Indeed, the six-member band — while playing a jam of its song “Hanging out With the Street People” —boogied off the stage and into the very center of the crowd below ... like a traditional New Orleans band at the end of a swinging, joyful jazz funeral.

The throng of fans made way for the band members, who set up in a circle, facing one another, as the revved-up audience danced and cheered on the periphery.

The Honeydrops, who formed in 2007 and busked in the subway stations of Oakland, Calif., said during the Isis show that they — about five years ago — had played a four-day stint “on the streets” of downtown Asheville, earning them a performance in Lexington Avenue’s now-defunct BoBo Gallery.

The Honeydrops are led by Lech Wierzynski, a dynamic lead singer with a golden voice and multi-instrumentalist. The group draws on diverse musical influences from Bay Area rhythm and blues, funk, Southern soul, Delta blues and New Orleans second-line.

The show opened with an original, “Superman Is Dead — Goodbye Whiskey” and then virtually soared with a cover of Wilson Pickett’s “Don’t Let the Green Grass Fool You” that featured a wild saxophone lead.

The Honeydrops, a humble band that has recently served as an opening act to Bonnie Raitt, praised Asheville as “our new hometown,” extolling its many virtues, but added that “we still love Oakland.”

The band included lead singer Wierzynski (most of the time playing guitar, and sometimes on trumpet), along with a bassist, keyboardist, saxophonist, clarinetist and drummer. On certain songs, the clarinetist would play saxophone instead. Several group members also provided stellar backup harmony.

Wierzynski, who was born in Warsaw, Poland, has a voice that has been compared to that of late-great soul singers Sam Cooke and Jackie Wilson, among others.

The concert featured a mix of originals and covers of songs. At least twice during the concert, several of the group members would stand side by side at centerstage (while the others would leave the stage) and play songs that especially featured top-notch washboard-playing.

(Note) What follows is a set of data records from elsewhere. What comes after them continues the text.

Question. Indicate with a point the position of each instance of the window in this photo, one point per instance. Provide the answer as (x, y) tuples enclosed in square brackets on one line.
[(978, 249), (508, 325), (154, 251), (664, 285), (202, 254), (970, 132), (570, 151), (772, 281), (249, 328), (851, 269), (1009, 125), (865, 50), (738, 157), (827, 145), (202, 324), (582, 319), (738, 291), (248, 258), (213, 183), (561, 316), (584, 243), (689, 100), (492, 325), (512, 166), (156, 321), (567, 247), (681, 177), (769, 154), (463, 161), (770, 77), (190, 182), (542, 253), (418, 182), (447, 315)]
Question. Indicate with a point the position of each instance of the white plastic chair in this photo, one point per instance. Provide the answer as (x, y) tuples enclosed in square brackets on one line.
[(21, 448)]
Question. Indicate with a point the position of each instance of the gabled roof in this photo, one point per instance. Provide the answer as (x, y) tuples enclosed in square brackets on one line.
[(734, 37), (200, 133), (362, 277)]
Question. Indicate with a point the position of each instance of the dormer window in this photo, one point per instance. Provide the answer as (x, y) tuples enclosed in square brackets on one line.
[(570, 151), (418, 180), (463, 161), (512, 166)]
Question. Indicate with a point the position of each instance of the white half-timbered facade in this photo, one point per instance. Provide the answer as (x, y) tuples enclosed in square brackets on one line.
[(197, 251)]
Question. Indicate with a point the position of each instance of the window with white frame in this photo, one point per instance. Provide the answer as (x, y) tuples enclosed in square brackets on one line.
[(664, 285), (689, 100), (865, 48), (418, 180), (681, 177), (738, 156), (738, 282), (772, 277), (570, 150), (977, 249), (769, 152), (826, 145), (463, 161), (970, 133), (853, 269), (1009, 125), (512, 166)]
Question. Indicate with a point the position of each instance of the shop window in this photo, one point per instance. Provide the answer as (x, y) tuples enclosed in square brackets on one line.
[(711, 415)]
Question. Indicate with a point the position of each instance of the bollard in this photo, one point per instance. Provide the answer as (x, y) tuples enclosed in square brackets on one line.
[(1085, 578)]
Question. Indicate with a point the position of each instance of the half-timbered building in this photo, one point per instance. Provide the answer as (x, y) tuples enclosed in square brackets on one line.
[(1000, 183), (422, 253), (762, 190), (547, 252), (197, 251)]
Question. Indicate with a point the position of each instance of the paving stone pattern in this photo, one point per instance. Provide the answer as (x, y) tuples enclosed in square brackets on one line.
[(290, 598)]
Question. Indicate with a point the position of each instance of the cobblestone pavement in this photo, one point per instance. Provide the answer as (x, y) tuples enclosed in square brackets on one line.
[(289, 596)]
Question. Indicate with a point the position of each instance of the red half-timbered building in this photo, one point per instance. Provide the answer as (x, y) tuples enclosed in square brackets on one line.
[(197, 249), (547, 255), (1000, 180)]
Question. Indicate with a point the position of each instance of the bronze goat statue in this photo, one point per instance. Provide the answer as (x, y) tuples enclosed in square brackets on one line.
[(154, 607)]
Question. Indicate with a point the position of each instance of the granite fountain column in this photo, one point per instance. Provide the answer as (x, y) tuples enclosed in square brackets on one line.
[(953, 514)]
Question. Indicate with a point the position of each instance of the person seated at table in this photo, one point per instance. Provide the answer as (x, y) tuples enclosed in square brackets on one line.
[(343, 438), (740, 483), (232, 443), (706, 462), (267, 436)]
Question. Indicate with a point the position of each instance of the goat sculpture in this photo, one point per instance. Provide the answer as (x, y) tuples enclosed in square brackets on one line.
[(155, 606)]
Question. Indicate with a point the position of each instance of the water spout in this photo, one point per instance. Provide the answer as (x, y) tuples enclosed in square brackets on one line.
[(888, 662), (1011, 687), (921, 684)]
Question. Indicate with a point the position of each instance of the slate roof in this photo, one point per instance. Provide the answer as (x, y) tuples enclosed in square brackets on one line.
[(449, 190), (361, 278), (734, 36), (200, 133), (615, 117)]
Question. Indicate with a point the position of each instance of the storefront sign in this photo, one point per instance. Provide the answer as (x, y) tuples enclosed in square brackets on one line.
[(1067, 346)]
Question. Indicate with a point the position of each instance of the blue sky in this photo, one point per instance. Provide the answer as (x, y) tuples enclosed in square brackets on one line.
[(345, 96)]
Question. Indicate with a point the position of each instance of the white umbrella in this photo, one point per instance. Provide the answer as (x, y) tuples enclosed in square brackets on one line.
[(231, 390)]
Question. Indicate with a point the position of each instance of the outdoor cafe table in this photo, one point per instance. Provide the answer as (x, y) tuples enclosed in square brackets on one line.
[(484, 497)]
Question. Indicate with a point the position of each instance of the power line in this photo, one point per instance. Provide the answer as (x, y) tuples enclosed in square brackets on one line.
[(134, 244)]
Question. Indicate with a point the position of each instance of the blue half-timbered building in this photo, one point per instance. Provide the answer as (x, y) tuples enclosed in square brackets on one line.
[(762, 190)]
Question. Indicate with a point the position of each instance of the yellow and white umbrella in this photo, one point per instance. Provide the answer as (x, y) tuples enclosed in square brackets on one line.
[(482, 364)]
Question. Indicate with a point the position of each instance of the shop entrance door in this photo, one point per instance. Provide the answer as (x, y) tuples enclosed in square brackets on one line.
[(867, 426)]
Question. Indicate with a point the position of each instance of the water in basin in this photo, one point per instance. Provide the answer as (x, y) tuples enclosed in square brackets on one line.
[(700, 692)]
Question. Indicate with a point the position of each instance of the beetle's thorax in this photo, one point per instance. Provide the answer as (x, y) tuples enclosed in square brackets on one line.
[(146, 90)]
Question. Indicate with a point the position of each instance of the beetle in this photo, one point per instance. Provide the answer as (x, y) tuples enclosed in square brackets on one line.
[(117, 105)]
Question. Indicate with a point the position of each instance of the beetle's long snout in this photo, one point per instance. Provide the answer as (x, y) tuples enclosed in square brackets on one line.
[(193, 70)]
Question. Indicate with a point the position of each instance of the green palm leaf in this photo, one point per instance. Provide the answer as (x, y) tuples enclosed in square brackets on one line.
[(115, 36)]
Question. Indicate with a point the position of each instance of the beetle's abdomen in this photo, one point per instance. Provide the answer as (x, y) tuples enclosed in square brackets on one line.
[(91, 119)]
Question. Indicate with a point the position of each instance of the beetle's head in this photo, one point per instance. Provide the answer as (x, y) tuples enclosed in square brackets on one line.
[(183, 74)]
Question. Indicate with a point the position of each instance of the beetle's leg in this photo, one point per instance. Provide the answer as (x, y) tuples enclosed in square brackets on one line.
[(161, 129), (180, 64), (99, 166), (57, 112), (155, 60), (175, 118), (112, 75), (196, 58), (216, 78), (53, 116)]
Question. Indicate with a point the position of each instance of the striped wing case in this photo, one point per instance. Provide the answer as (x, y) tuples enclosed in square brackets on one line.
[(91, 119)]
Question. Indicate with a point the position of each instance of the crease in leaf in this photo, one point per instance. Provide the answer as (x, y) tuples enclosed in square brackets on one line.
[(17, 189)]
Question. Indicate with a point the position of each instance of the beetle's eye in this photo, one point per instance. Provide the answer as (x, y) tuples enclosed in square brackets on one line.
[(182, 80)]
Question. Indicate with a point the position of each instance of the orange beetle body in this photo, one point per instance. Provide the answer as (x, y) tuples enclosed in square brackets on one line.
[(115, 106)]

Other highlights of the first set included renditions of “Like You Mean It,” “Everybody Gets Brought Down” and “When It Was Wrong,” the last of which included an extended vocal jam at the end that delighted the crowd.

Memorable songs from the second set included renditions of The Impressions’ “People Get Ready” (with gorgeous three-part harmony), “Crazy Girls,” “Miss Louise” and “Just Because.”